Preheat your oven to 450 degrees. Do it now so that your oven is nice and hot when you put the bread in.
In a large bowl or stand mixer, combine warm water, sugar, yeast, and salt. You want the water to be like a nice warm bath water. Feel it with your wrist.
Set your bowl on the preheating oven and wait a couple minutes. If you see bubbles from the yeast reacting, move forward. If not, you may have killed your yeast with too hot water. Dump it and start over!
Add the softened butter and 1 cup of flour, and stir together with a wooden spoon.
Use the dough hook (or continue with the wooden spoon) to stir in the rest of the flour. Start with 3 cups total in the recipe (including the cup you added in step 4). Then add the last cup 1/4 cup at a time to see how much you need. The dough should be pulling away from the sides of the bowl but still sticky. (see photos) I usually add most of the fourth cup.
Knead for 6-7 minutes, until the dough is smooth and elastic.

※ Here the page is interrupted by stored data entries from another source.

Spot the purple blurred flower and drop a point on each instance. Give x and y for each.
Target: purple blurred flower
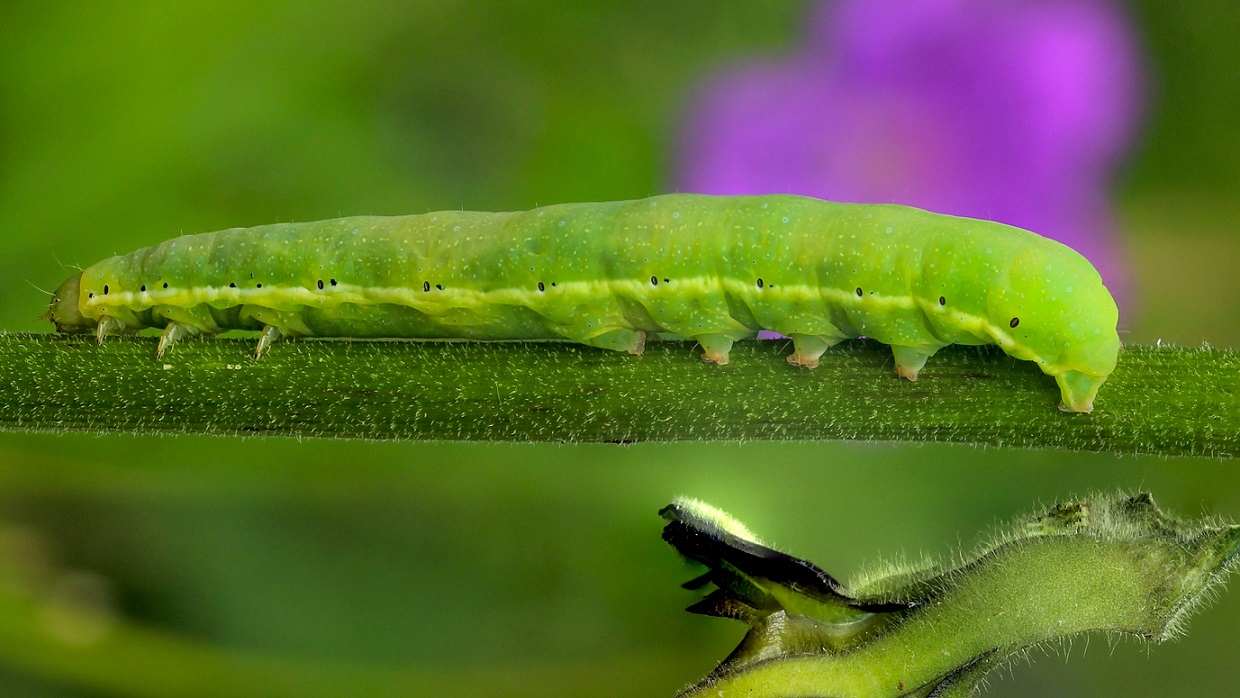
(1014, 110)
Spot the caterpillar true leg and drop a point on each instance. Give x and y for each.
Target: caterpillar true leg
(806, 350)
(714, 347)
(910, 360)
(269, 335)
(172, 334)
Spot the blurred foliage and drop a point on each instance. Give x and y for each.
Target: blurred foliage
(123, 124)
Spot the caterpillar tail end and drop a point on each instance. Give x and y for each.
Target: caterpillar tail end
(1078, 391)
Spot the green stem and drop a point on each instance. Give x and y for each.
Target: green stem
(1160, 399)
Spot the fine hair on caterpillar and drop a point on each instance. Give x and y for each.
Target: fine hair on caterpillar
(714, 269)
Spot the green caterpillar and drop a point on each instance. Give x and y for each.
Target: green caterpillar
(711, 268)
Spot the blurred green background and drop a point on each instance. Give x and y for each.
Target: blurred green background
(495, 569)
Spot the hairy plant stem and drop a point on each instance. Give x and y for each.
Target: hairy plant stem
(1160, 399)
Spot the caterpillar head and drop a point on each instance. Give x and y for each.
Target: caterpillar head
(65, 311)
(1058, 309)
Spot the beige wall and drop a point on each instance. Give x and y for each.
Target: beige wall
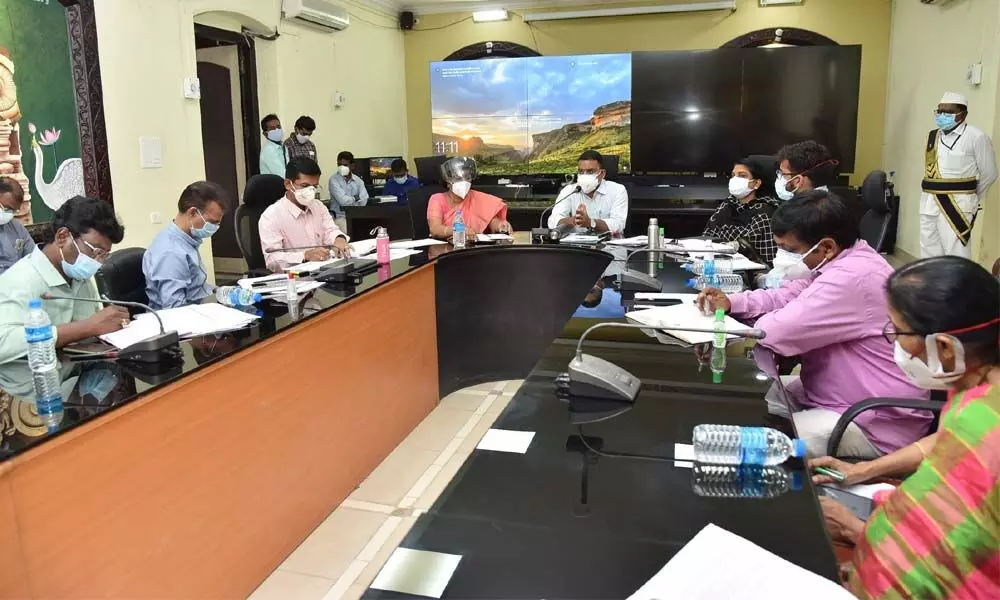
(864, 22)
(147, 49)
(920, 70)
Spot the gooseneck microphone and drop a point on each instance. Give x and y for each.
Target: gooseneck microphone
(163, 346)
(596, 377)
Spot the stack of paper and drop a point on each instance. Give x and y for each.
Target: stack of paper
(719, 564)
(187, 321)
(685, 315)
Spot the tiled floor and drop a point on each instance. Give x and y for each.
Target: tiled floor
(344, 554)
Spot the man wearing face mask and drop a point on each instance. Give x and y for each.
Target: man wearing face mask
(299, 220)
(346, 189)
(15, 241)
(592, 203)
(802, 167)
(84, 231)
(482, 213)
(175, 275)
(830, 312)
(272, 152)
(300, 142)
(959, 168)
(401, 181)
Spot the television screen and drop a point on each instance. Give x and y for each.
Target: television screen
(532, 115)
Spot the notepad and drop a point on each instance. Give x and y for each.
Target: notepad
(720, 564)
(187, 321)
(685, 314)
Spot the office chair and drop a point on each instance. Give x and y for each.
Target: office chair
(261, 191)
(934, 405)
(879, 220)
(121, 277)
(416, 202)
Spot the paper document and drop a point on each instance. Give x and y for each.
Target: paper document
(685, 314)
(187, 321)
(719, 564)
(416, 243)
(485, 238)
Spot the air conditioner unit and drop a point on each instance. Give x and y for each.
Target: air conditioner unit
(317, 12)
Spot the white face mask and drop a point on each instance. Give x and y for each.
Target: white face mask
(930, 375)
(461, 188)
(739, 187)
(305, 196)
(779, 187)
(588, 182)
(799, 269)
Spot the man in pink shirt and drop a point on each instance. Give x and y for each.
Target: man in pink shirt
(831, 311)
(299, 221)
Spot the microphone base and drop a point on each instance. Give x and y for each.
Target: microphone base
(637, 281)
(159, 348)
(597, 378)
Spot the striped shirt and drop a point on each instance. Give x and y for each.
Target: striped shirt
(937, 535)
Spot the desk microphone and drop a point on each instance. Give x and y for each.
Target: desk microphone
(163, 346)
(598, 378)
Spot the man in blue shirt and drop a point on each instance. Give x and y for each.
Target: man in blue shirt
(175, 275)
(15, 241)
(346, 188)
(401, 181)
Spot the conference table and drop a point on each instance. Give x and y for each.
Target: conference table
(198, 478)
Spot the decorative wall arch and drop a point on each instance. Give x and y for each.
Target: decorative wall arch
(789, 36)
(492, 50)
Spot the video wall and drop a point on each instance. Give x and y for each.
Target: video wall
(694, 111)
(532, 115)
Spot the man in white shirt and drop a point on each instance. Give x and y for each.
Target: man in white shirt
(592, 203)
(959, 168)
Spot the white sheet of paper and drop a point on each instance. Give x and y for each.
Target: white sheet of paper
(416, 243)
(719, 564)
(685, 314)
(505, 440)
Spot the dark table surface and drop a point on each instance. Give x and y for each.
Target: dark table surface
(563, 522)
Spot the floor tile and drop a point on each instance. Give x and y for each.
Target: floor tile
(329, 550)
(396, 475)
(436, 430)
(283, 585)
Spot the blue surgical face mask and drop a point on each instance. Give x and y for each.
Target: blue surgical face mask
(945, 121)
(206, 231)
(83, 269)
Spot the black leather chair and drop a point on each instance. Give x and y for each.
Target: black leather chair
(878, 224)
(417, 201)
(261, 191)
(121, 277)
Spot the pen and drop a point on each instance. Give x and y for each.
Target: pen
(837, 475)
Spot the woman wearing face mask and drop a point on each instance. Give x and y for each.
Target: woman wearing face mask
(938, 534)
(746, 214)
(482, 213)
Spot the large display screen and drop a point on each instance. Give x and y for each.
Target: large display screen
(532, 115)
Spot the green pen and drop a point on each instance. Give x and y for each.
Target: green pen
(830, 473)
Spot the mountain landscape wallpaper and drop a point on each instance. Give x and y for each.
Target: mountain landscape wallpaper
(532, 115)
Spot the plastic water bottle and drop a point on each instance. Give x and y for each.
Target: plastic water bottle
(719, 329)
(728, 284)
(735, 445)
(743, 481)
(40, 335)
(233, 295)
(458, 231)
(382, 253)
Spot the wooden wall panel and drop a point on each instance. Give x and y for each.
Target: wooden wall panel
(203, 488)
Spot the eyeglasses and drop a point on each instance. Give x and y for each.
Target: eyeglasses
(891, 334)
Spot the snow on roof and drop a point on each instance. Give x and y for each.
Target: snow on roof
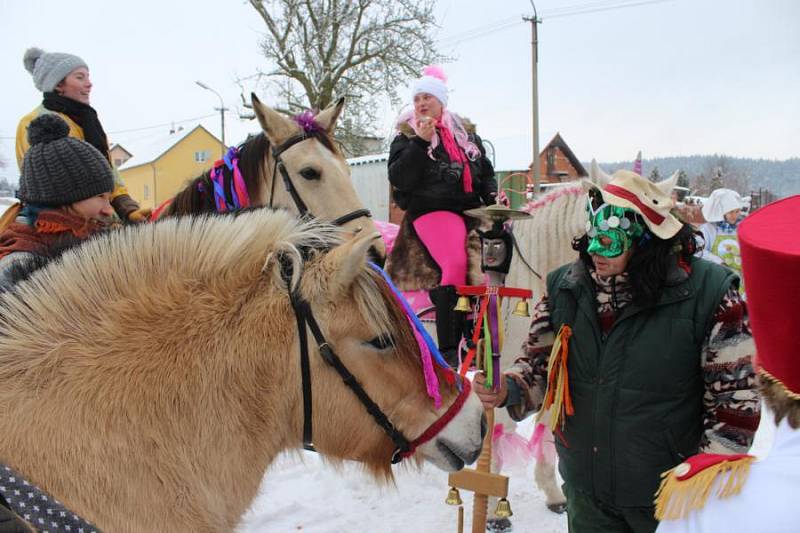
(147, 149)
(367, 159)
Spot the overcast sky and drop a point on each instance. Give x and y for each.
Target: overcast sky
(676, 77)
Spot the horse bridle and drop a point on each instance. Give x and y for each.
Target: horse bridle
(403, 447)
(292, 190)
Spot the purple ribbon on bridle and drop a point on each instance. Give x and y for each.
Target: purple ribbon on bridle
(238, 190)
(429, 351)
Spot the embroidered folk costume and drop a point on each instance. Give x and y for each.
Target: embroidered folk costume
(708, 492)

Prepare a baking sheet or baguette pan** with nonstick spray.
At this point you can either shape the dough into one large loaf that is about 12-14 inches, or you can make 2 smaller loaves. (I made two smaller loaves to fit in my baguette pan.)

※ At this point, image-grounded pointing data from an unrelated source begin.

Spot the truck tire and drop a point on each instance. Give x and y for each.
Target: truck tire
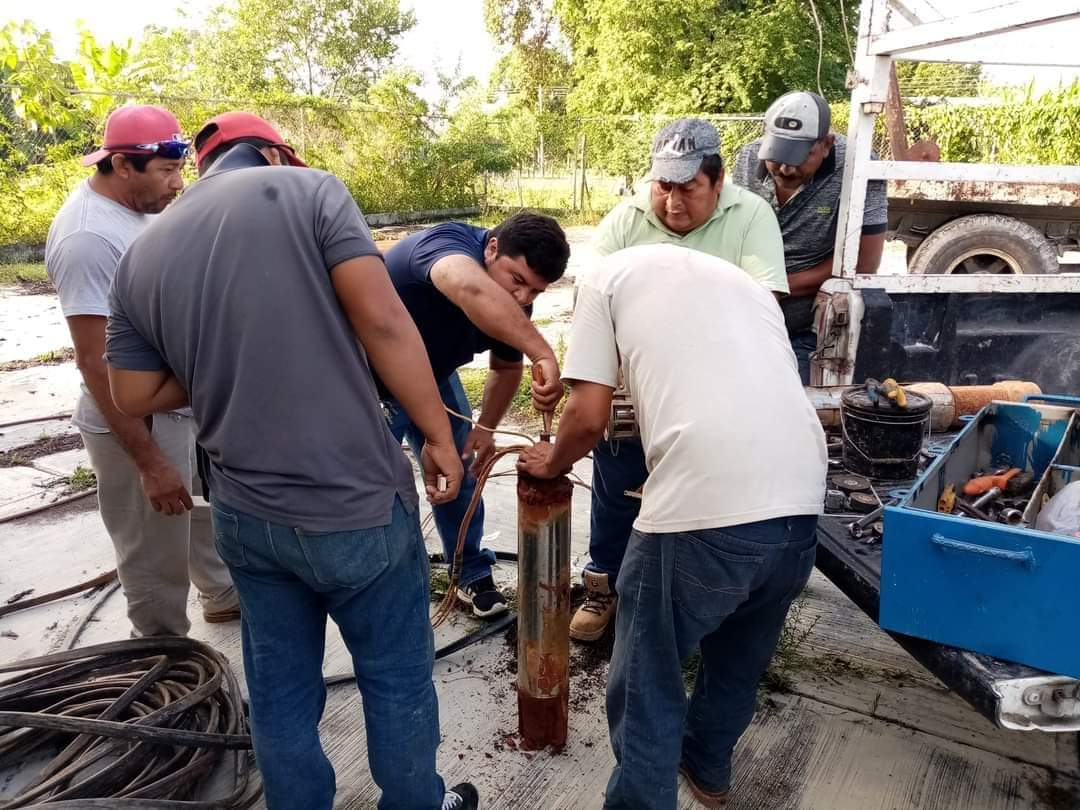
(985, 243)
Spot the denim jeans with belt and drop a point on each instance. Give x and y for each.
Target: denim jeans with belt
(475, 563)
(374, 584)
(618, 467)
(725, 592)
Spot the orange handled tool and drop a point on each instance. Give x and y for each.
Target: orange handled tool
(985, 483)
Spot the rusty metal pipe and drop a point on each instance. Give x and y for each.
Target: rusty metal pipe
(948, 403)
(543, 607)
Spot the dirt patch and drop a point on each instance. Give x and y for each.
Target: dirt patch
(53, 358)
(1055, 797)
(34, 287)
(44, 446)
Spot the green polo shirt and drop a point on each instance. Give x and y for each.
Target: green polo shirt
(742, 230)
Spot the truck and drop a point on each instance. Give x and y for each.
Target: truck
(984, 300)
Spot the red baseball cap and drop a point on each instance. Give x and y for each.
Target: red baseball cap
(136, 123)
(235, 125)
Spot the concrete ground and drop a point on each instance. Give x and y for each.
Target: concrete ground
(849, 723)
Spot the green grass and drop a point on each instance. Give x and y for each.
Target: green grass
(521, 407)
(81, 480)
(23, 273)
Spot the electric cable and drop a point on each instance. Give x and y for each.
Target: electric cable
(146, 720)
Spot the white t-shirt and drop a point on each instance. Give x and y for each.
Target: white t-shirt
(85, 242)
(729, 435)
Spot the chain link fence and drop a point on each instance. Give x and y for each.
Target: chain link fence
(400, 158)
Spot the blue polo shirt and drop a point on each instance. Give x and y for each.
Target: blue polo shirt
(450, 338)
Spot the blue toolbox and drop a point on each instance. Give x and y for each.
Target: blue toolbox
(986, 582)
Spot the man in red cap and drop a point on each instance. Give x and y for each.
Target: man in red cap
(223, 132)
(144, 467)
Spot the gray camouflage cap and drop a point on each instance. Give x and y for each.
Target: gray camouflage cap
(793, 124)
(679, 148)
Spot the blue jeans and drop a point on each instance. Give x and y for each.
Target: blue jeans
(374, 584)
(475, 563)
(804, 343)
(618, 467)
(724, 591)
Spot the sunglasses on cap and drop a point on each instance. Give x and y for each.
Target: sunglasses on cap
(173, 149)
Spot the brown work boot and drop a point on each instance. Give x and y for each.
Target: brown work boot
(595, 613)
(218, 617)
(705, 796)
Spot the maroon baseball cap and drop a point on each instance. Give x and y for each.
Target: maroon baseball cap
(235, 125)
(129, 126)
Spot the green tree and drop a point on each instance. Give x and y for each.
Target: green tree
(325, 49)
(702, 55)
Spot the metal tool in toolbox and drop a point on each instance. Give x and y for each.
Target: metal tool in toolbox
(983, 580)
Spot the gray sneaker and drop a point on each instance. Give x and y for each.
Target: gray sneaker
(484, 597)
(461, 797)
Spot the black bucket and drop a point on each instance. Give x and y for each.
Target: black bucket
(882, 442)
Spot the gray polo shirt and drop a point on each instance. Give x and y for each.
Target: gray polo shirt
(230, 288)
(808, 220)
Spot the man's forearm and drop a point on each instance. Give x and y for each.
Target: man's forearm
(132, 432)
(807, 282)
(499, 390)
(580, 428)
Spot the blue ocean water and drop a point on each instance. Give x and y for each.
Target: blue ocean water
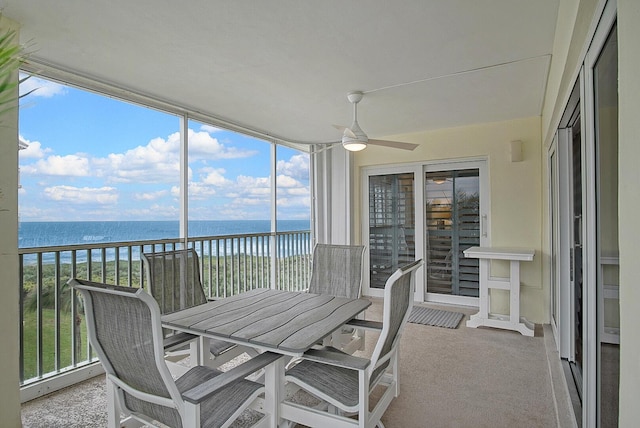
(45, 234)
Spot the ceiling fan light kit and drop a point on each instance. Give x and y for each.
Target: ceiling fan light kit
(354, 139)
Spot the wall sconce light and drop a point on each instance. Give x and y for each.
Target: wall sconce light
(516, 151)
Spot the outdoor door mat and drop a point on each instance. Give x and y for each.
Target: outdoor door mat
(435, 317)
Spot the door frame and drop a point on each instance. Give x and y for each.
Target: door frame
(481, 164)
(419, 169)
(366, 172)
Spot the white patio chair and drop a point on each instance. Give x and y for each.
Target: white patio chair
(345, 381)
(173, 279)
(125, 330)
(337, 270)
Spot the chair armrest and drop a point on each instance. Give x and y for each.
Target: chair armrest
(177, 339)
(365, 324)
(201, 392)
(334, 357)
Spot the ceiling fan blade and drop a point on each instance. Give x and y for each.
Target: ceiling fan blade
(394, 144)
(345, 130)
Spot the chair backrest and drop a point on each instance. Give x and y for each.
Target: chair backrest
(337, 270)
(398, 302)
(173, 279)
(124, 328)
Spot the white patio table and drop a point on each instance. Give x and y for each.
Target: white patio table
(284, 322)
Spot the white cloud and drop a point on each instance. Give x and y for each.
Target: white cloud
(70, 166)
(149, 196)
(203, 146)
(34, 150)
(297, 167)
(210, 129)
(41, 87)
(200, 191)
(284, 181)
(215, 177)
(82, 195)
(157, 162)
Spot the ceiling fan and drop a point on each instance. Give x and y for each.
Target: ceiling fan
(354, 139)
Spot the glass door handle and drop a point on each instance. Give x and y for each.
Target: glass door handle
(484, 225)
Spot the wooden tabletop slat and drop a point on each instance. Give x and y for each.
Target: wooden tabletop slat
(299, 341)
(241, 323)
(278, 320)
(278, 327)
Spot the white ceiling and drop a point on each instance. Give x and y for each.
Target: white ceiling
(284, 67)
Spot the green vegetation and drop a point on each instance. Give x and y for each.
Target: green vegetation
(30, 328)
(12, 56)
(235, 274)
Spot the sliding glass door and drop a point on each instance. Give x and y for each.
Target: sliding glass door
(391, 225)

Use a sharp serrated knife to make 3-4 half-inch slits on top.
Cover with a tea towel and let rise for 20 minutes.
When the loaf or loaves have roughly doubled in size, remove the towel.
In a small bowl, use a fork to whisk up 1 egg white. Make it nice and frothy. Use a pastry brush to coat the tops and sides of the bread. You can use all or most of the egg white.
Transfer the bread to the oven.
Bake for about 20 minutes. You will know it is done when the top is shiny and golden, and the bottom of the loaf is browned. The longer you leave it in, the crispier your crust will be.
Let cool for a bit and then devour hot with butter!